Vorige week zijn we geëindigd met de vraag: ‘hoe staat je akker erbij?”
Dé vraag die uit deze gelijkenis naar voren komt voor ons.
(|Voor hen die er niet waren, die hieronder)
Een confronterende vraag, dat was goed te merken in de gesprekken daarna. Heel wat van ons voelden zich een beetje hopeloos. We denken dat het nogal wat beter kan met het lezen in de Bijbel, maar weten niet goed hoe dat dan mogelijk is. En toen hadden we het nog niet eens gehad over het tekstgedeelte van vandaag.
'Jullie mogen de geheimen van het koninkrijk van de hemel kennen, hun is dat niet gegeven. (Mat 13:11 NBV). Vooral dat laatste zinnetje vind ik grimmig klinken: hun is dat niet gegeven. Het zal je maar niet gegeven zijn! Dan raak je op den duur zelfs alle idée van het Koninkrijk kwijt lezen we: maar wie niets heeft zal zelfs het laatste worden ontnomen (Mat 13:12 NBV)
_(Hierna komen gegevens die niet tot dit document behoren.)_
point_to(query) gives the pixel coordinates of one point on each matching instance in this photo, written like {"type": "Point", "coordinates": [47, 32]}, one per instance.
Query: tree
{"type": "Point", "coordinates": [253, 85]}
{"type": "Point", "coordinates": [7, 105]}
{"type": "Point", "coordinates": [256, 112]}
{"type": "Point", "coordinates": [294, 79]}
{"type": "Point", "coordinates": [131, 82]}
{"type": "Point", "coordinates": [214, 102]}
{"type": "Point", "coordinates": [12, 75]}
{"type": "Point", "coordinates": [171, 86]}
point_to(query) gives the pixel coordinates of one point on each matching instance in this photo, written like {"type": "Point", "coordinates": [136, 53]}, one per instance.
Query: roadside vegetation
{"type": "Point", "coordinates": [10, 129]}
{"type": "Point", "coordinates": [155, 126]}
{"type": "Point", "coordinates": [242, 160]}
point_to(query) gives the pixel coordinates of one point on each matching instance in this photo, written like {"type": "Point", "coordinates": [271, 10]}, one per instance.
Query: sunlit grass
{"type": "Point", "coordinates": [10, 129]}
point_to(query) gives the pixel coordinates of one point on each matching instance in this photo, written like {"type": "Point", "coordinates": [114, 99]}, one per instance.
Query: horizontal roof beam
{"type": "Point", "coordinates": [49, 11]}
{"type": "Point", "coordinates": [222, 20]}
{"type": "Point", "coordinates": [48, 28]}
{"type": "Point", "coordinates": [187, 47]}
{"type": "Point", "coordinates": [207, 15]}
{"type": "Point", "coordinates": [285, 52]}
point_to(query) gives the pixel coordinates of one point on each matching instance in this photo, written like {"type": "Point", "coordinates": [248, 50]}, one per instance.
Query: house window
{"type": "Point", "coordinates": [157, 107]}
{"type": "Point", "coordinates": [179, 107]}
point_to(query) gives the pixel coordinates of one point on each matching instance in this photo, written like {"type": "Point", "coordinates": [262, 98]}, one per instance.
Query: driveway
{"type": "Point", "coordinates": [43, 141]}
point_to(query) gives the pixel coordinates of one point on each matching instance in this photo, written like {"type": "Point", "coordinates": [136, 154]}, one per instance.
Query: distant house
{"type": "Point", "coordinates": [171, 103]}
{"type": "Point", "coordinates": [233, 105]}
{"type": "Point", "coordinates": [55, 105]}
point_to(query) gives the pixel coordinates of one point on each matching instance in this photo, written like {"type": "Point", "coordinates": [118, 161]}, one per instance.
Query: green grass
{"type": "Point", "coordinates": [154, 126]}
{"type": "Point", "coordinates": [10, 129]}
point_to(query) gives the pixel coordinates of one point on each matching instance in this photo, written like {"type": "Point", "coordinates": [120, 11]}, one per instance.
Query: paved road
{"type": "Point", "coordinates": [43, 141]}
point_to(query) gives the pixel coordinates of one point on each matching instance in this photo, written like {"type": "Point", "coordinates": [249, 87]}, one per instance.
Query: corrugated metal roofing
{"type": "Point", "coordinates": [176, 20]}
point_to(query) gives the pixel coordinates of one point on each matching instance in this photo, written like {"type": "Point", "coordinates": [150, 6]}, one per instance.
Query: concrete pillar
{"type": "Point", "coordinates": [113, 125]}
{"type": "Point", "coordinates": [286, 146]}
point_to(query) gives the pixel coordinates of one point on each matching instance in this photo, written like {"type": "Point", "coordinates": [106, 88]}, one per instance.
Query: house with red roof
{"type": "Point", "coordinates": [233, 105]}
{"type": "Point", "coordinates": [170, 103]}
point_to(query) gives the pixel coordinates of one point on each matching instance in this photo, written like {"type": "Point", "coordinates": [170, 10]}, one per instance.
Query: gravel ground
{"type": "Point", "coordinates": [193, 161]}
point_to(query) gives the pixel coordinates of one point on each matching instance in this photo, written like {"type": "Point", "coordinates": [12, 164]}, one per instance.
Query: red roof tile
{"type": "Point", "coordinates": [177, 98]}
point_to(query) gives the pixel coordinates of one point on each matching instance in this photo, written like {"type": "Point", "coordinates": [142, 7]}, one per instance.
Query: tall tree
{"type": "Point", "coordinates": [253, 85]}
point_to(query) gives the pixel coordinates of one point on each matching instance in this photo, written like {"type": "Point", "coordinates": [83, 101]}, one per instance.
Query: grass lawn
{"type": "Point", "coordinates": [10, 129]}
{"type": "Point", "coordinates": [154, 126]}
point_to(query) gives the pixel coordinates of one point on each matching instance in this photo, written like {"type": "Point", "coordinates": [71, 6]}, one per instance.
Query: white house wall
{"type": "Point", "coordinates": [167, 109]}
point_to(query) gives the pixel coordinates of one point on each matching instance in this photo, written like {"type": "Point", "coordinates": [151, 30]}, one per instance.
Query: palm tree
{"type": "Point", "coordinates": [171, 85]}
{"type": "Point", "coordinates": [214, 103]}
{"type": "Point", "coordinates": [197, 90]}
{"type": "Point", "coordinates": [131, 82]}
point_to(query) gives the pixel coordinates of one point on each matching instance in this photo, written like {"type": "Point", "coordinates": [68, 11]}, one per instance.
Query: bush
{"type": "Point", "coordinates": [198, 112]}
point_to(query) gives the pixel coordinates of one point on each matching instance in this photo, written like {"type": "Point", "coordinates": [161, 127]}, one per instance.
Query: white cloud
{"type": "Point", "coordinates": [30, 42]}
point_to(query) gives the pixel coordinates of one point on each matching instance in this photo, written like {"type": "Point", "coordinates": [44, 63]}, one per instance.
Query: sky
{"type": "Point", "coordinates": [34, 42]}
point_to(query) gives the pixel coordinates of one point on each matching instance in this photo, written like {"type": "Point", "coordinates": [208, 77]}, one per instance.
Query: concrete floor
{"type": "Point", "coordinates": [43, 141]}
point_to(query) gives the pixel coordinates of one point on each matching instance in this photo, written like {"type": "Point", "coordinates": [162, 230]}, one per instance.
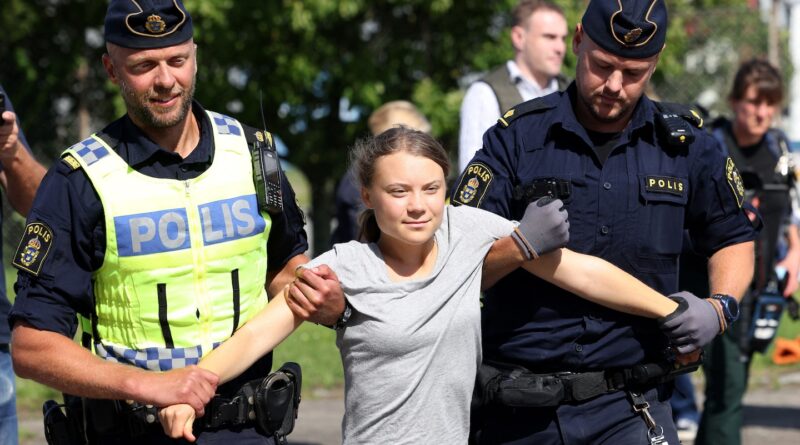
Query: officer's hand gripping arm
{"type": "Point", "coordinates": [694, 323]}
{"type": "Point", "coordinates": [177, 420]}
{"type": "Point", "coordinates": [600, 282]}
{"type": "Point", "coordinates": [543, 228]}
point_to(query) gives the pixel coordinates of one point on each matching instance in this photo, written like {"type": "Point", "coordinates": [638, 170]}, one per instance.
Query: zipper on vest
{"type": "Point", "coordinates": [163, 319]}
{"type": "Point", "coordinates": [236, 298]}
{"type": "Point", "coordinates": [199, 269]}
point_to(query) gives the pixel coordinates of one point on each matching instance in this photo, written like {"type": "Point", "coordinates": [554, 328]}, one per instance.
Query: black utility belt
{"type": "Point", "coordinates": [269, 404]}
{"type": "Point", "coordinates": [513, 386]}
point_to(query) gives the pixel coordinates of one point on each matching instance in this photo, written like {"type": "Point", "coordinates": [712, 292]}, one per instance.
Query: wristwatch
{"type": "Point", "coordinates": [342, 321]}
{"type": "Point", "coordinates": [730, 307]}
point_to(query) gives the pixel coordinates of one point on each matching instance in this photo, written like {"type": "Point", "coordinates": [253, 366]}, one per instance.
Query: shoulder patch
{"type": "Point", "coordinates": [473, 185]}
{"type": "Point", "coordinates": [33, 248]}
{"type": "Point", "coordinates": [734, 181]}
{"type": "Point", "coordinates": [71, 162]}
{"type": "Point", "coordinates": [538, 104]}
{"type": "Point", "coordinates": [664, 184]}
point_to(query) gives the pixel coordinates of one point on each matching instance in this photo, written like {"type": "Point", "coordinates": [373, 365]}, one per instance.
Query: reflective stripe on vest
{"type": "Point", "coordinates": [185, 261]}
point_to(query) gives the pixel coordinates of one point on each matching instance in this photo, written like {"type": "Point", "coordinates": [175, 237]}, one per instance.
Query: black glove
{"type": "Point", "coordinates": [543, 228]}
{"type": "Point", "coordinates": [693, 324]}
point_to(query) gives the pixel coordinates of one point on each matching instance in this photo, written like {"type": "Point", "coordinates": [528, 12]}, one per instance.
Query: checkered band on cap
{"type": "Point", "coordinates": [225, 124]}
{"type": "Point", "coordinates": [634, 29]}
{"type": "Point", "coordinates": [90, 150]}
{"type": "Point", "coordinates": [154, 359]}
{"type": "Point", "coordinates": [142, 24]}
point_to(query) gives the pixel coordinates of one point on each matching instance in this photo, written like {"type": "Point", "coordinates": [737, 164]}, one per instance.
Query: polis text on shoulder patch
{"type": "Point", "coordinates": [33, 248]}
{"type": "Point", "coordinates": [473, 185]}
{"type": "Point", "coordinates": [735, 181]}
{"type": "Point", "coordinates": [664, 184]}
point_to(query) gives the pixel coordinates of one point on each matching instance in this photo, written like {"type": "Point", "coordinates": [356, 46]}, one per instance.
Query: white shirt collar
{"type": "Point", "coordinates": [528, 88]}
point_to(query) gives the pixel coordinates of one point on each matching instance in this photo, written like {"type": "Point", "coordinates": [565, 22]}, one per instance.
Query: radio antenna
{"type": "Point", "coordinates": [261, 107]}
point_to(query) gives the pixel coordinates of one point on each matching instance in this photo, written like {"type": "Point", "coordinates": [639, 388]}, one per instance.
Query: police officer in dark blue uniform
{"type": "Point", "coordinates": [632, 177]}
{"type": "Point", "coordinates": [166, 140]}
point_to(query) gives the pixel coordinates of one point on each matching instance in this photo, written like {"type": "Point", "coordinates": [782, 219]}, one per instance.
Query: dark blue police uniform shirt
{"type": "Point", "coordinates": [69, 205]}
{"type": "Point", "coordinates": [616, 213]}
{"type": "Point", "coordinates": [5, 306]}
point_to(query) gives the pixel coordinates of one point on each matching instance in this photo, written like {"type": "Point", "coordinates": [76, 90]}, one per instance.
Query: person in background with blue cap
{"type": "Point", "coordinates": [20, 175]}
{"type": "Point", "coordinates": [152, 234]}
{"type": "Point", "coordinates": [633, 174]}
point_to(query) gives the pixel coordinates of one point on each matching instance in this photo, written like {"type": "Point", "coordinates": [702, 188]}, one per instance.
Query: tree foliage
{"type": "Point", "coordinates": [320, 67]}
Dat klinkt als: ‘het moet je maar gegeven zijn om iets van het Koninkrijk te kunnen begrijpen! ‘Moet je hieruit concluderen dat er mensen toondoof voor het evangelie geboren zijn? Zo gehandicapt dat de boodschap nooit tot hen door zal dringen. Dan vraag je jezelf natuurlijk af: hoor ik daar dan ook bij? Ben ik soms toondoof voor het evangelie en draagt het daarom geen vrucht in mijn leven? Je zult het zijn! Sta je buiten het Koninkrijk en kun je er niks aan doen. Een angstaanjagende gedachte: ik ben eenvoudig doof voor de enige boodschap die me redden kan. 
2. Oordeel
Nee, deze gelijkenissen zijn geen plaatjes bij het praatje. Dat zou je even kunnen denken. Zo van: de Heer Jezus probeert hier iets duidelijker te maken voor een publiek dat het nog niet zo begrepen heeft van dat Koninkrijk. Vandaar die gelijkenissen. Zo werken ze immers ook, voor ons! Denk aan vorige week, die oproep: Laat wie oren heeft goed luisteren!' (Mat 13:9 NBV), maakt ons niet zo ongerust. Wij denken dat we wel goed luisteren. De ongerustheid komt pas als de betekenis daarvan via deze gelijkenis tot ons doordringt: ‘goed luisteren betekent zo luisteren dat je leven vrucht gaat dragen.’ Voor ons voegt dat betekenis toe.
En toch is dat niet het enige effect van een gelijkenis. Gelijkenissen zijn geboren uit het oordeel van God over zijn volk. Oordeel betekent scheiding. Voor sommigen betekenen ze meer begrip, voor anderen juist minder. Ze brengen scheiding.
Want de leerlingen hadden die boodschap van het Koninkrijk allang begrepen, hoor. Hij was ook niet zo moeilijk: “Met Mij, Jezus van Nazareth’ de Messias, is het Koninkrijk gekomen. Daar hadden ze geen voorbeeld bij nodig.
En veel andere Israëlieten, zeker de schriftgeleerden, ook niet.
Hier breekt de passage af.